The change in visible light transmittance when immersed in L sodium hydroxide for 24 hours was + 1% or less. Furthermore, as a result of analyzing the composition of the film, it was found that Co, Fe and Cr were contained in the same ratio as the target material.

Comparative Example 1 As a target, 80 at% C
A film was formed under the same conditions as in Example 1 except that an o-20 at% Fe alloy having a thickness of 8 mm (internal magnetic flux density of 1.7 T at an external magnetic field strength of 7.96 kA / m) was used. However, discharge was not possible and a film could not be formed. Also, as a result of calculating the magnetic field line distribution at this time,
As shown in FIG. 4, it was found that the lines of magnetic force from the magnet unit could not penetrate the target material and a tunnel-like magnetic field could not be formed on the target.

[0023]

According to the method of the present invention, it is possible to form a film by magnetron sputtering using a thicker target than before, so that the frequency of replacement of the target can be reduced, which is effective for improving the productivity. In particular, in an industrial production facility that performs continuous discharge, compared to a conventional target having a thickness of about 3 mm, which is the limit at which discharge is possible, a continuous discharge of only about several days was possible.
By using a target having a thickness of about 6 mm, the continuous discharge time can be doubled, which is effective for improving productivity in actual operation.

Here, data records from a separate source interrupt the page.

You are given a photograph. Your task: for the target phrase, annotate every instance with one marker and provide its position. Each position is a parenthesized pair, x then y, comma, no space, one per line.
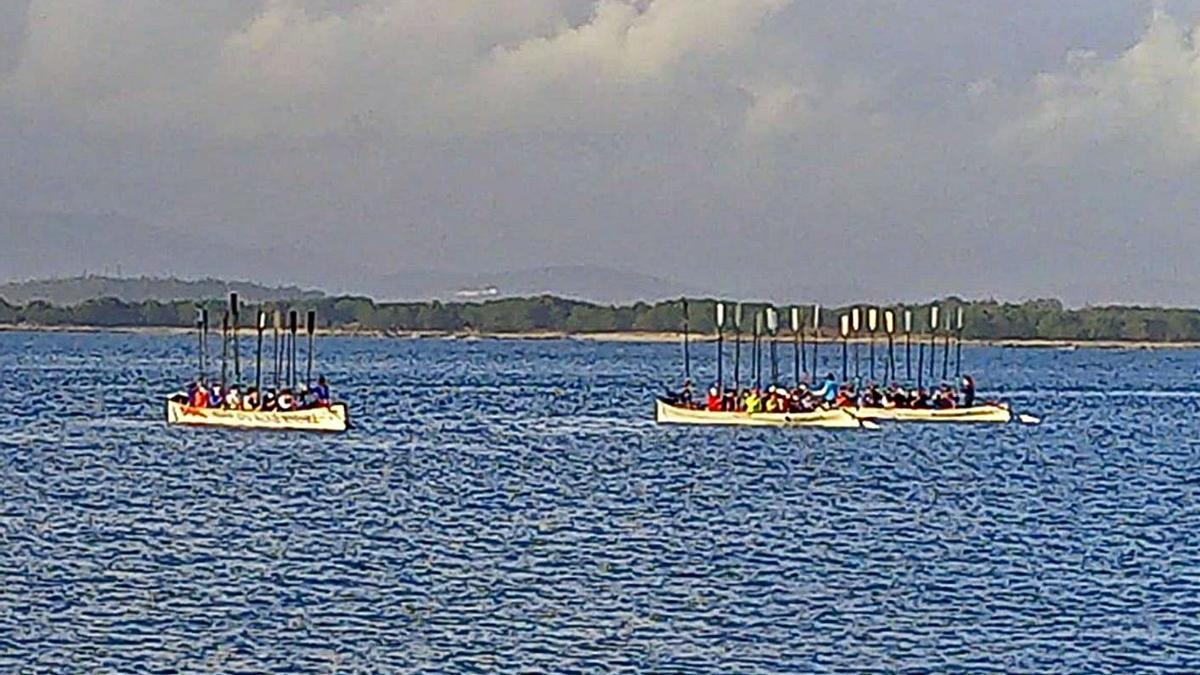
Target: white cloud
(1145,99)
(405,66)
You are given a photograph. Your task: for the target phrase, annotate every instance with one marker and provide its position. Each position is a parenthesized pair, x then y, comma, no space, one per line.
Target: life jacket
(753,402)
(714,402)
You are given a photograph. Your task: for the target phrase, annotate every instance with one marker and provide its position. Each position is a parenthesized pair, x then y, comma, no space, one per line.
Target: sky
(797,150)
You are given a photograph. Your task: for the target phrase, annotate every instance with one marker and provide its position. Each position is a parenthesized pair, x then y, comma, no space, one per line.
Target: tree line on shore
(983,318)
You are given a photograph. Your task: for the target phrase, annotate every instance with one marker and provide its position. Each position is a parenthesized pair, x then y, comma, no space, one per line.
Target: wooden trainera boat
(987,413)
(831,418)
(334,418)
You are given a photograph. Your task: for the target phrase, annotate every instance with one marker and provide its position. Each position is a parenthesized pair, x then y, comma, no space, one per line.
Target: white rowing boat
(333,419)
(831,418)
(988,413)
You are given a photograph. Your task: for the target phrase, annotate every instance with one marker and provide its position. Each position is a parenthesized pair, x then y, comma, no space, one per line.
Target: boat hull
(334,418)
(835,418)
(975,414)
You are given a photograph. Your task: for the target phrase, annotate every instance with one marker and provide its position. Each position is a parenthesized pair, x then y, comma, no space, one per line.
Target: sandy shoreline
(629,336)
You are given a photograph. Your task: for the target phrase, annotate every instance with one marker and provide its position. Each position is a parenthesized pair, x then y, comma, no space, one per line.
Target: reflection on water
(509,505)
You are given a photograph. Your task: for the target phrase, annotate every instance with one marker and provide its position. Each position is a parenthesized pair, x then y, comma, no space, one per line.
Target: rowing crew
(829,394)
(202,395)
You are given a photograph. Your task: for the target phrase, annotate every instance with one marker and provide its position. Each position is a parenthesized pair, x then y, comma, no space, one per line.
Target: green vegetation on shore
(1036,320)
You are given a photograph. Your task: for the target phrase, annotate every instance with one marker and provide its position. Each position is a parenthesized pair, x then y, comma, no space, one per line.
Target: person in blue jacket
(828,390)
(321,392)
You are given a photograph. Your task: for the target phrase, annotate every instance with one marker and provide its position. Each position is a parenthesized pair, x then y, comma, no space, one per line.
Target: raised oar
(856,324)
(258,356)
(757,350)
(907,346)
(798,344)
(921,363)
(237,352)
(773,330)
(873,321)
(199,339)
(958,347)
(687,347)
(816,341)
(889,327)
(279,351)
(225,348)
(720,342)
(933,342)
(845,348)
(946,352)
(737,348)
(292,350)
(311,327)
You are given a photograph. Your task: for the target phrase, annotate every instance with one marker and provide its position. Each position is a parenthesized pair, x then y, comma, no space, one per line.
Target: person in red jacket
(713,402)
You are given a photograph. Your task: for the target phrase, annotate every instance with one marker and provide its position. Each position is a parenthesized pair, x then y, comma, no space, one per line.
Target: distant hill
(582,282)
(79,288)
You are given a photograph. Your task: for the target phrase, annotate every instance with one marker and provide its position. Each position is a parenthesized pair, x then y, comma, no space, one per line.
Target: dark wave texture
(511,506)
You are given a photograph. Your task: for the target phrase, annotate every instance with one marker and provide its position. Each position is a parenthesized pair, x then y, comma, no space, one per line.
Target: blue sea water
(507,506)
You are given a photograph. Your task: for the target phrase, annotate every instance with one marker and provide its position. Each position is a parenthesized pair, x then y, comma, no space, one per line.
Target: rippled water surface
(505,506)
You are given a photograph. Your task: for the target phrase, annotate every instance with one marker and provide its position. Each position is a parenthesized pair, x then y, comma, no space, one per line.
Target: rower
(714,400)
(322,392)
(921,399)
(967,390)
(216,399)
(828,390)
(251,400)
(754,400)
(285,401)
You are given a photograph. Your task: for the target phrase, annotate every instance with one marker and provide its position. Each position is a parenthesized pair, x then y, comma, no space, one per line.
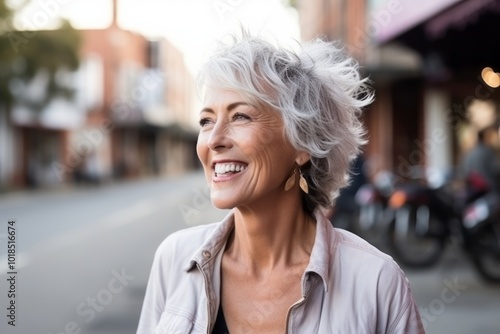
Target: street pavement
(84,255)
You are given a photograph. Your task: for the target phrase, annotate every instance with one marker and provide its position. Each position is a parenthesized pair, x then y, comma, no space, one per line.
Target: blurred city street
(85,254)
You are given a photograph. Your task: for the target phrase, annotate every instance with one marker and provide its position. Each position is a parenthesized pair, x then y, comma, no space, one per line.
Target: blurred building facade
(424,59)
(130,116)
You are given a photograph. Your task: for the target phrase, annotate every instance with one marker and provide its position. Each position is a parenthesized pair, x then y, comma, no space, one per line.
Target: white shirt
(348,286)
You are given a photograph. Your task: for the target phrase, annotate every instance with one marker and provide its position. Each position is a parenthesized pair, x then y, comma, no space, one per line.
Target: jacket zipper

[Brief description of the drawings]

FIG. 1 is a schematic sectional view showing a main configuration of a magnetron sputtering apparatus.

FIG. 2 is a diagram illustrating magnetic properties of a target material used in an example.

FIG. 3 is a diagram showing a magnetic field line distribution near a target used in an example.

FIG. 4 is a diagram showing a magnetic field line distribution near a target used in a conventional example.

[Explanation of symbols]

 DESCRIPTION OF SYMBOLS 1 Magnet unit 2 Target 3 Backing plate 4 Substrate 5 Permanent magnet 6 Magnetic yoke

Claims (1)

[Claims] An internal magnetic flux density of 0.2 T or less when an external magnetic field is applied at an intensity of 7.96 kA / m.
And a method of forming a Co-containing oxide film by magnetron sputtering using a metal target having a total content of Fe and 80 at% or more with respect to all metals.